Raggi drew up a motion to withdraw the bid Wednesday and put it before the city assembly, which has the final say. There was no immediate word if and when the council would take it up.

Malago said the committee would continue working on the bid in the absence of a formal vote, noting the next dossier must be submitted to the IOC on Oct. 7.

“If there’s no formal act, we can continue,” he said. “They can’t just declare it in a news conference.”

Indeed, rival cities weren’t ready to count Rome out altogether.

“There is no confirmation that Rome has departed from the 2024 race and as such it is not appropriate for us to offer any comment except to wish our Italian colleagues well during this period of difficult time,” the Budapest Olympic committee said.

Raggi, a 38-year-old lawyer who is Rome’s first female mayor, was elected in June representing the anti-establishment 5-Star Movement.

The Rome bid was approved by the city assembly last year with 38 votes in favor and only six against - meaning Raggi will have to put the issue up for another vote to officially end the candidacy.

The IOC requires bidders to have support from the government and city.

Previous Mayor Ignazio Marino, who was forced out over an expense account scandal, had supported the bid. And Premier Matteo Renzi has been a big fan of the candidacy since he helped launch it in 2014. He has said the bid would be doomed if Rome’s mayor doesn’t support it.

A budget of 24 million euros ($27 million) has already been allotted - much of it spent - to the bid committee, even though candidacy head Luca Cordero di Montezemolo has no salary.

Raggi’s rejection was another stinging blow for the IOC’s “Olympic Agenda 2020” program, which was designed to make bidding for and hosting the games more flexible and more affordable.

“Rome was able to bid only after the IOC changed its rules with Agenda 2020 and reduced the costs of putting together a candidacy,” Malago said.

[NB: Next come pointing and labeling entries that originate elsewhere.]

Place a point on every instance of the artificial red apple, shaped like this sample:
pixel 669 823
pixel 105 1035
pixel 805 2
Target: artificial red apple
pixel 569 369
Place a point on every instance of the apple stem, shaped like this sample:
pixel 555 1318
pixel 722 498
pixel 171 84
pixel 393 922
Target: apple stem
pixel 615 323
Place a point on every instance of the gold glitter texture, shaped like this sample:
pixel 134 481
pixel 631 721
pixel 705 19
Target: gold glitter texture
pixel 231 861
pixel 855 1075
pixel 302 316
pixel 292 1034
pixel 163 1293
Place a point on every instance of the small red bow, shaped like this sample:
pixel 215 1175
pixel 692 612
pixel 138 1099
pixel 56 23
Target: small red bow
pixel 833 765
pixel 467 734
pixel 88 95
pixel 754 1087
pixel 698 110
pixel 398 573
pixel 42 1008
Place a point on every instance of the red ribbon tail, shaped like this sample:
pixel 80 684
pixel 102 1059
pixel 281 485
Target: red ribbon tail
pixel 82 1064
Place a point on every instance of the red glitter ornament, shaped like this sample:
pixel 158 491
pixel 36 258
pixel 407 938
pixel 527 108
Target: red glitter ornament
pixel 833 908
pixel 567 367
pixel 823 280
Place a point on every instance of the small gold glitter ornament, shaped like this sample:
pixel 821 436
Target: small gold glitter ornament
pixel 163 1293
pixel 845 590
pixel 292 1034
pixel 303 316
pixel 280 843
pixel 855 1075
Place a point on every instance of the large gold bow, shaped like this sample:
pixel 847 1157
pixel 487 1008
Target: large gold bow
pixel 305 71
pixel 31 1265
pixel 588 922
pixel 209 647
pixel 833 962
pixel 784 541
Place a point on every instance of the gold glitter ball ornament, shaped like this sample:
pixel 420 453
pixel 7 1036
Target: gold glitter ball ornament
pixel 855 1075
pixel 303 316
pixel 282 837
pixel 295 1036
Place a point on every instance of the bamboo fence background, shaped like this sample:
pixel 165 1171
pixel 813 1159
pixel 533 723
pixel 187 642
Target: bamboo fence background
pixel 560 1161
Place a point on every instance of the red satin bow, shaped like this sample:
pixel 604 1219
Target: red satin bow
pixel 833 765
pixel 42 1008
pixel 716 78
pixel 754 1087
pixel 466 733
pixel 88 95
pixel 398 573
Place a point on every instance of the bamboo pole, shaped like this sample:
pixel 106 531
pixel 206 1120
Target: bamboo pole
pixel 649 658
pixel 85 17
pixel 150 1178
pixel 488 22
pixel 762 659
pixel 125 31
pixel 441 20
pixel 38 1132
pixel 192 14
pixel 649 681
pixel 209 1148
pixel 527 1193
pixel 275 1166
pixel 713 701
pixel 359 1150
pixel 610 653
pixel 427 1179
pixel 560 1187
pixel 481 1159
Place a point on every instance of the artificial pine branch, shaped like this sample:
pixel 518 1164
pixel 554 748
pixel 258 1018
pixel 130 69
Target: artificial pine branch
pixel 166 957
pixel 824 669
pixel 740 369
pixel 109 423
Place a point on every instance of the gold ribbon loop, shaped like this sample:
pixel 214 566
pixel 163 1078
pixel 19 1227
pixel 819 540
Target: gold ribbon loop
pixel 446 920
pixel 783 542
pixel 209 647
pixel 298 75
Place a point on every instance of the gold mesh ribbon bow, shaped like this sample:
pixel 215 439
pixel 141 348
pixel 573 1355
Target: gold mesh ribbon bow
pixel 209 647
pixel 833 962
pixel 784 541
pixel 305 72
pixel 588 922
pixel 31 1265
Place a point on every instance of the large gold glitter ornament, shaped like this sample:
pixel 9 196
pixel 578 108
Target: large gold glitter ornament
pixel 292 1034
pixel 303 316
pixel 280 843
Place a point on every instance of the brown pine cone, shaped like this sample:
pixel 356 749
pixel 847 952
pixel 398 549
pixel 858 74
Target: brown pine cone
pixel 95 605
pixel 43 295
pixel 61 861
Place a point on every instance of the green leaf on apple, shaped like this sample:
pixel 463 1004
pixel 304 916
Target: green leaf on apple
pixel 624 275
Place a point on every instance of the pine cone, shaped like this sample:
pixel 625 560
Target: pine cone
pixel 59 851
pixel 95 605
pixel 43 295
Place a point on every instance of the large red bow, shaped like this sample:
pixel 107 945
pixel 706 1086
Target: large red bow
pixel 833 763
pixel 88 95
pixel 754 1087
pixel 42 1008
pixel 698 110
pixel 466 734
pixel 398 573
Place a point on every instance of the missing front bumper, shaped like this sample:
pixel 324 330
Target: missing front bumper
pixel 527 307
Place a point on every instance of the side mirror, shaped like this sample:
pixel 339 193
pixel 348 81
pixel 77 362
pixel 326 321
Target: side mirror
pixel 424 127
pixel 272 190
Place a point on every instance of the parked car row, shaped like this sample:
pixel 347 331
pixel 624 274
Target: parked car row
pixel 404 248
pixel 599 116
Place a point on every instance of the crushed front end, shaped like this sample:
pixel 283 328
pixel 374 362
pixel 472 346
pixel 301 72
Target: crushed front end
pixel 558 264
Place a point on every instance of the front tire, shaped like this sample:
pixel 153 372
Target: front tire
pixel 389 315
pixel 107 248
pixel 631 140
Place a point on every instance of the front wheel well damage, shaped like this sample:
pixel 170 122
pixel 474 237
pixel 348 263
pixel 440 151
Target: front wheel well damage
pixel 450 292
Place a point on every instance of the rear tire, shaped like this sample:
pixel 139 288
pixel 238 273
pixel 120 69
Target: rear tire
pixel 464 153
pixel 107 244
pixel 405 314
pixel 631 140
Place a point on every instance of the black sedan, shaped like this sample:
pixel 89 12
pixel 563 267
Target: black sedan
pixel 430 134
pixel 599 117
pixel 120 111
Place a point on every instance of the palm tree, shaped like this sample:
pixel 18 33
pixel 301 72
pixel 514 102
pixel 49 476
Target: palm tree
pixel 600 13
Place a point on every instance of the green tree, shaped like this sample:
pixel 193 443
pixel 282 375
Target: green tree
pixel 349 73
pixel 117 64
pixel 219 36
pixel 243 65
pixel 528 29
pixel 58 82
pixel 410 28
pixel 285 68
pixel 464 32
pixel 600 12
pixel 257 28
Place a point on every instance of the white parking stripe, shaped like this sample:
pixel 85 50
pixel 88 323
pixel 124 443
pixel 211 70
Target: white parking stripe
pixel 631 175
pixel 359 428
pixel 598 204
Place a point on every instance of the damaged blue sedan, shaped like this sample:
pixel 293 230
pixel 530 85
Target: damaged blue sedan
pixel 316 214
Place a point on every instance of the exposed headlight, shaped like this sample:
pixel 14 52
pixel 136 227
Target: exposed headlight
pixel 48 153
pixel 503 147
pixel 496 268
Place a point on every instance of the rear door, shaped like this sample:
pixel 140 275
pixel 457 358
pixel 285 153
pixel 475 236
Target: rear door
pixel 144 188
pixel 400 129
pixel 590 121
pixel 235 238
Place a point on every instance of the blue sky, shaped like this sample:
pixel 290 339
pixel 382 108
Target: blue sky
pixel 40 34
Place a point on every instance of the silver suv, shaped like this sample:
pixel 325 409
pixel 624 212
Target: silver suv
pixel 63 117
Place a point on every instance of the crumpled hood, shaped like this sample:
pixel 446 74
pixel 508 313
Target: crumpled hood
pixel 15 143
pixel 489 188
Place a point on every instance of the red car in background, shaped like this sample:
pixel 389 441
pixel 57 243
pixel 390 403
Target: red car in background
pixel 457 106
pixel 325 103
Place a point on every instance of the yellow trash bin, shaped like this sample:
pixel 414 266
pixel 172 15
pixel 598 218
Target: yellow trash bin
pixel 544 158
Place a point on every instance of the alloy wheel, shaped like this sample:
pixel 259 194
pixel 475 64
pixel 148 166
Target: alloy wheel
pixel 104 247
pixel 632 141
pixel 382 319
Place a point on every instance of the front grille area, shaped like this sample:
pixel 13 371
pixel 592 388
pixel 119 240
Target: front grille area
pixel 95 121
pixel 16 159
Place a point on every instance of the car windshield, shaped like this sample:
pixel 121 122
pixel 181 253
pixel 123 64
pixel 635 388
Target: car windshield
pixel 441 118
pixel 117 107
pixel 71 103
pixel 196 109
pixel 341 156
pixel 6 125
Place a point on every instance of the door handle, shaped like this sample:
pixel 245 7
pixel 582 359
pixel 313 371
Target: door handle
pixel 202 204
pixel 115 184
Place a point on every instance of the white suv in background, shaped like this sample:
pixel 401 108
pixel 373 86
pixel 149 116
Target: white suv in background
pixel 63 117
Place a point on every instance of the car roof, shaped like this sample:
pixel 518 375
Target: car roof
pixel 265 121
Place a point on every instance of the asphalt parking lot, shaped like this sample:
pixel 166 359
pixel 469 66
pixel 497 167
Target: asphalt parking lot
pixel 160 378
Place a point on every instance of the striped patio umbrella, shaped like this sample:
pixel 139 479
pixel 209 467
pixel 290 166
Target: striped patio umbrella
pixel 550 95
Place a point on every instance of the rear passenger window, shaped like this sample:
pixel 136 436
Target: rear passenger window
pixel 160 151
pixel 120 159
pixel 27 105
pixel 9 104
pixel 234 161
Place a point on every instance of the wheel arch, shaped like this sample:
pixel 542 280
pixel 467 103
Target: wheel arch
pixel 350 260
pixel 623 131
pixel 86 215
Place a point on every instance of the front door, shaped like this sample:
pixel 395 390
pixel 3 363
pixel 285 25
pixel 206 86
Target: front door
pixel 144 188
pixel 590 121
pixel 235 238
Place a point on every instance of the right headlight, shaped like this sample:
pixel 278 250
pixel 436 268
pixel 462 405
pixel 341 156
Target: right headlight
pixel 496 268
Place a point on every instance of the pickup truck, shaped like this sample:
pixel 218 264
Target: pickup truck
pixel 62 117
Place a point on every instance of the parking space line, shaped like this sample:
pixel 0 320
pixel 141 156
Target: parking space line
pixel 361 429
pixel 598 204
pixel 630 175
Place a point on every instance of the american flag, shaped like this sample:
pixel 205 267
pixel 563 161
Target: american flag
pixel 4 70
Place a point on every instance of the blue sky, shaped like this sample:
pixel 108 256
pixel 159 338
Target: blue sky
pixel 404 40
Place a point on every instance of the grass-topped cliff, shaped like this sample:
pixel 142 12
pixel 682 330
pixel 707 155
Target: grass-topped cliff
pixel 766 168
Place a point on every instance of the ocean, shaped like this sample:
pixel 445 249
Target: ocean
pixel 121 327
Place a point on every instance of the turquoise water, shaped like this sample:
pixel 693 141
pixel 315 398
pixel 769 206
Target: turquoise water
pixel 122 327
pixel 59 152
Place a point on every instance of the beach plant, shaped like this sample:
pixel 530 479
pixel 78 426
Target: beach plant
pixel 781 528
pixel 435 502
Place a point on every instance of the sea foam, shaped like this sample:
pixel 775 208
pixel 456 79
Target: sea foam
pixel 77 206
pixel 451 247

The bid had been slated to be centered around Rome’s historic monuments: a cycling sprint alongside the Roman Forum, beach volleyball at the Circus Maximus and the marathon passing through St. Peter’s Square and finishing under the Arch of Constantine. Plus, a nightly parade of athletes at the Colosseum.

Relying on many venues that were used for the 1960 Olympics in Rome, the candidacy proposed using existing structures for 70 percent of the required sites. The budget had been projected at 5.3 billion euros ($6 billion) - 2.1 billion euros for the construction of permanent venues and the balance for temporary venues.

The withdrawal is another clear signal that the IOC still has a lot of work to do to convince cities that hosting the games is a boon and not a burden.

Voters in Hamburg rejected the German city’s 2024 bid in a referendum. Boston also dropped out last year amid a lack of public and political support and was replaced by Los Angeles.

“It’s very upsetting,” Rome bid vice president Luca Pancalli said. “It’s like we started a race and someone gets out of the pool in the middle of the race and says we’re not racing any longer.”